If you're in a position to suggest changes to your on-call rotation, here are some things to consider:
- If the person on-call does not have a secondary, provide them a secondary.
- If the rotation is too small, employees on-call will always feel stressed about being on-call. If the rotation is too large, employees on-call may not have frequent enough interactions with certain systems.
- If pages are coming in too frequently and your staff is wiped out, rotate more frequently (daily?) or alternate between primary/secondary on a regular cadence (Foo is the primary on Mon/Wed/Fri/Sun and secondary on Tue/Thu/Sat; Bar is the opposite).
- If you are changing the number of people in the on-call rotation, make sure that everybody on the team is aware of their new schedule. They may need to move things around in their schedule or swap (if it overlaps with PTO).
- Make sure there is a clear way to manage shift swapping if you allow it. Remember that PagerDuty supports overriding primary/secondary.
- Find your team's best way to rotate primary and secondary. Some teams prefer a team member to escalate from off-call to secondary to primary to get a feel for the current set of issues in production. Other teams prefer to go from primary down to secondary.
- If you have a number of new team members (say, a reorg occurs), build your rotation so that any given primary and secondary pair has an experienced team member and a newer team member so that the experienced team member can provide support.

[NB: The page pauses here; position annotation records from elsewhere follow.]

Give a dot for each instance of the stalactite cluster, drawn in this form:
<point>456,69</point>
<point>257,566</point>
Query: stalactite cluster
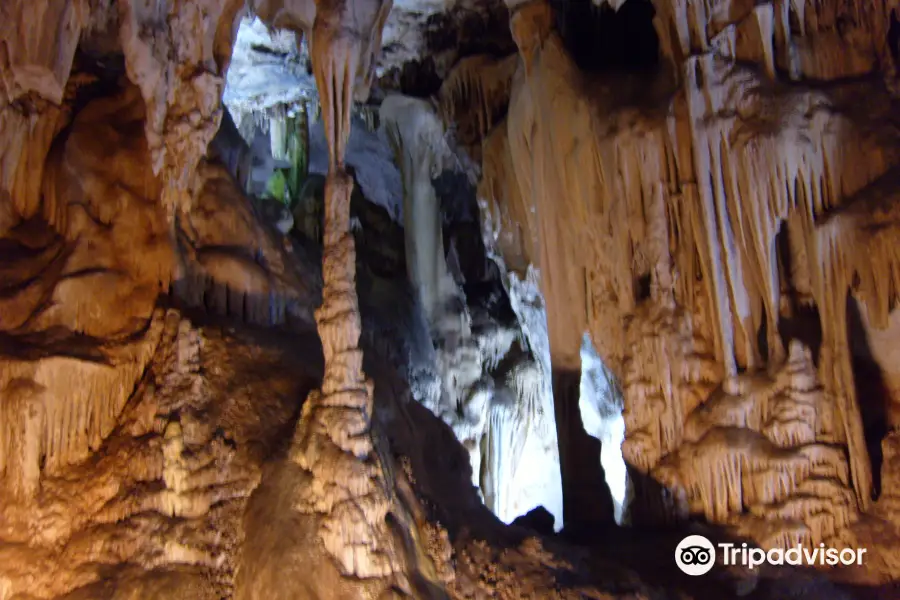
<point>691,183</point>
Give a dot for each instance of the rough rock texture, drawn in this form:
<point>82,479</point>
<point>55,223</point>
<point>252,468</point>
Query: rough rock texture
<point>714,198</point>
<point>722,226</point>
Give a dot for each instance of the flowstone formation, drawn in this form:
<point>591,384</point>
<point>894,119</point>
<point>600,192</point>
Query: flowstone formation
<point>348,494</point>
<point>179,420</point>
<point>495,410</point>
<point>712,194</point>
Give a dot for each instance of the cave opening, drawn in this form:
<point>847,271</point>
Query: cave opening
<point>601,39</point>
<point>872,392</point>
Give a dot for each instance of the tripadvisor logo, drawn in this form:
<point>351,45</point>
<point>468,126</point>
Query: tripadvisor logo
<point>696,555</point>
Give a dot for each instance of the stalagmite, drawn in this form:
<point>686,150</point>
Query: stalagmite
<point>349,496</point>
<point>687,214</point>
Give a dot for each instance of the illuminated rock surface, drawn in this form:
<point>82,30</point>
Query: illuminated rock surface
<point>582,267</point>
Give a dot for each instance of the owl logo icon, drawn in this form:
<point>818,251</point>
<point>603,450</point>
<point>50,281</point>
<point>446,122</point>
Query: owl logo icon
<point>695,555</point>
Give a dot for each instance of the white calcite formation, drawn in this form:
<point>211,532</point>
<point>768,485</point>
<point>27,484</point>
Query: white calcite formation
<point>500,422</point>
<point>719,204</point>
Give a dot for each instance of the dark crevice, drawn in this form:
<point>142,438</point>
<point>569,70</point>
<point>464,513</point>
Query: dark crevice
<point>873,396</point>
<point>601,39</point>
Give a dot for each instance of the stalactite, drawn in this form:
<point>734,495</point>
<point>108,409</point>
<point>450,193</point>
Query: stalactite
<point>737,161</point>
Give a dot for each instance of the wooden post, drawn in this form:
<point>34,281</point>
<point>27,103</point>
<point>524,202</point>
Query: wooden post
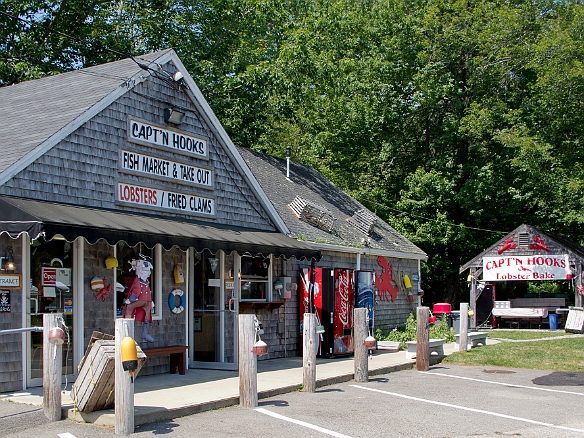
<point>423,339</point>
<point>248,364</point>
<point>52,369</point>
<point>360,332</point>
<point>473,297</point>
<point>309,352</point>
<point>463,337</point>
<point>578,298</point>
<point>124,408</point>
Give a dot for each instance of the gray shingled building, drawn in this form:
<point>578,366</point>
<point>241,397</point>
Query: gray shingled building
<point>108,163</point>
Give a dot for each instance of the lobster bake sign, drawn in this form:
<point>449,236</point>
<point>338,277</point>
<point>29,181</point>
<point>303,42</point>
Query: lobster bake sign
<point>534,267</point>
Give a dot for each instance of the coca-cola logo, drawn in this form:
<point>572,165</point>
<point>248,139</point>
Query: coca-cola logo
<point>343,288</point>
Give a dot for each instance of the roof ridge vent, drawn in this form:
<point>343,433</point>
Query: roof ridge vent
<point>363,221</point>
<point>312,213</point>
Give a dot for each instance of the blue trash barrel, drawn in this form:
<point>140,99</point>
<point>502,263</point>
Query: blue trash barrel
<point>553,319</point>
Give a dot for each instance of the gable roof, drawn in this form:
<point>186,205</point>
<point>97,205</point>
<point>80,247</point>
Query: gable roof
<point>33,111</point>
<point>557,245</point>
<point>313,187</point>
<point>38,114</point>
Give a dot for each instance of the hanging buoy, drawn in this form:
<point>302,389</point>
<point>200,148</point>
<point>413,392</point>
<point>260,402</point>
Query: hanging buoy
<point>129,356</point>
<point>260,348</point>
<point>172,301</point>
<point>56,336</point>
<point>370,342</point>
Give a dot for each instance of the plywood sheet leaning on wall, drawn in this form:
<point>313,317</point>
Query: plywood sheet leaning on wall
<point>94,387</point>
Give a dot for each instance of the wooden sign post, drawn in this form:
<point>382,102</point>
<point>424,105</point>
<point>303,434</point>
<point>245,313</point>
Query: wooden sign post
<point>124,388</point>
<point>423,339</point>
<point>248,364</point>
<point>360,332</point>
<point>309,352</point>
<point>52,368</point>
<point>463,327</point>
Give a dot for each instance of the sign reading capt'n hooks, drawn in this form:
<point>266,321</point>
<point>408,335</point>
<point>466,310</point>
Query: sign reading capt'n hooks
<point>177,141</point>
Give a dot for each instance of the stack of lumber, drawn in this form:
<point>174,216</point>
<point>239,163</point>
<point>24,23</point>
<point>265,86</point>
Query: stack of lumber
<point>94,388</point>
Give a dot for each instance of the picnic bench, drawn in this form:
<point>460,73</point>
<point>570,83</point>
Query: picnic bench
<point>527,310</point>
<point>435,345</point>
<point>177,356</point>
<point>473,339</point>
<point>388,345</point>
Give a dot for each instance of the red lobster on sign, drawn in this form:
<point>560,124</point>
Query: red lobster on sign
<point>508,245</point>
<point>384,282</point>
<point>539,244</point>
<point>103,293</point>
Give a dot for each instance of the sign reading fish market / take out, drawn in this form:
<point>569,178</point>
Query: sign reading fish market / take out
<point>177,141</point>
<point>534,267</point>
<point>157,199</point>
<point>156,167</point>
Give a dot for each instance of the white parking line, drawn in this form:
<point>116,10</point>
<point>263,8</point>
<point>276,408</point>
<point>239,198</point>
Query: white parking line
<point>301,423</point>
<point>503,384</point>
<point>464,408</point>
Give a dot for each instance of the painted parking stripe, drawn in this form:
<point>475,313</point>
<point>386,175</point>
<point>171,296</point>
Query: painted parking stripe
<point>464,408</point>
<point>301,423</point>
<point>503,384</point>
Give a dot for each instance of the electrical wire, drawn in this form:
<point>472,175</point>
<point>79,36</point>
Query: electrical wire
<point>432,219</point>
<point>93,44</point>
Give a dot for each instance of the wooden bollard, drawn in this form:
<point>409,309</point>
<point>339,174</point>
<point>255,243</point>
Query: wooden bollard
<point>309,352</point>
<point>124,407</point>
<point>423,339</point>
<point>52,368</point>
<point>463,336</point>
<point>360,332</point>
<point>248,365</point>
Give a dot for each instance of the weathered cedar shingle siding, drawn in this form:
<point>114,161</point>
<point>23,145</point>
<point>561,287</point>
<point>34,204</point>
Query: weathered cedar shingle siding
<point>83,168</point>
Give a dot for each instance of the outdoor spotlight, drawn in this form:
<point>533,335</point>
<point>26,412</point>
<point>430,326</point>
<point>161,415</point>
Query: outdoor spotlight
<point>7,262</point>
<point>172,115</point>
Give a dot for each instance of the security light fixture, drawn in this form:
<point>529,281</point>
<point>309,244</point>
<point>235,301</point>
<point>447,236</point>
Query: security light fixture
<point>174,116</point>
<point>178,76</point>
<point>7,262</point>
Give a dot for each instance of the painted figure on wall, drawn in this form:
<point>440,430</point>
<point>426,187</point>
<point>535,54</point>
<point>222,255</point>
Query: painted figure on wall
<point>139,297</point>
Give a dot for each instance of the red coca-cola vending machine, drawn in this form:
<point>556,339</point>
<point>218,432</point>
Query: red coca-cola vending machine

There are some other things you can do as a team to make your on-call rotation successful:
- Make sure there is time budgeted to resolve issues that arise during on-call rotations. This can be done in a number of ways: carving off a block of time each week; dedicating one person to fix problems when they arise; etc. Remember that a) your on-call person will be randomized and is not ideal for fixing permanent problems and b) if your team does not pick up this work, it will be forgotten when the next person is on-call. This can also include a review of the severity of the alerting; is an after-hours page necessary, or could it be solved during the next business day?
- Have PagerDuty send an email to the entire team whenever a page fires so that everybody is aware of the frequency. Have on-call employees send emails with more detail once the issue is resolved. This will give everybody an idea of how often specific incidents are occurring and how long they take to resolve. If something fails frequently, its stability should be examined.
- If you have a daily standup, review your availability metrics every time. This should take no more than 5 minutes and provide the entire team with regular data about what is up and what is not. Discuss in-depth anything that is lower than expected. Assign team members to proactively investigate if you have spare cycles. If you're lucky, you will catch issues before they become incidents. If you're unlucky, this at least provides visibility into incidents.
- Provide support for your team members who are on-call, especially from the management level.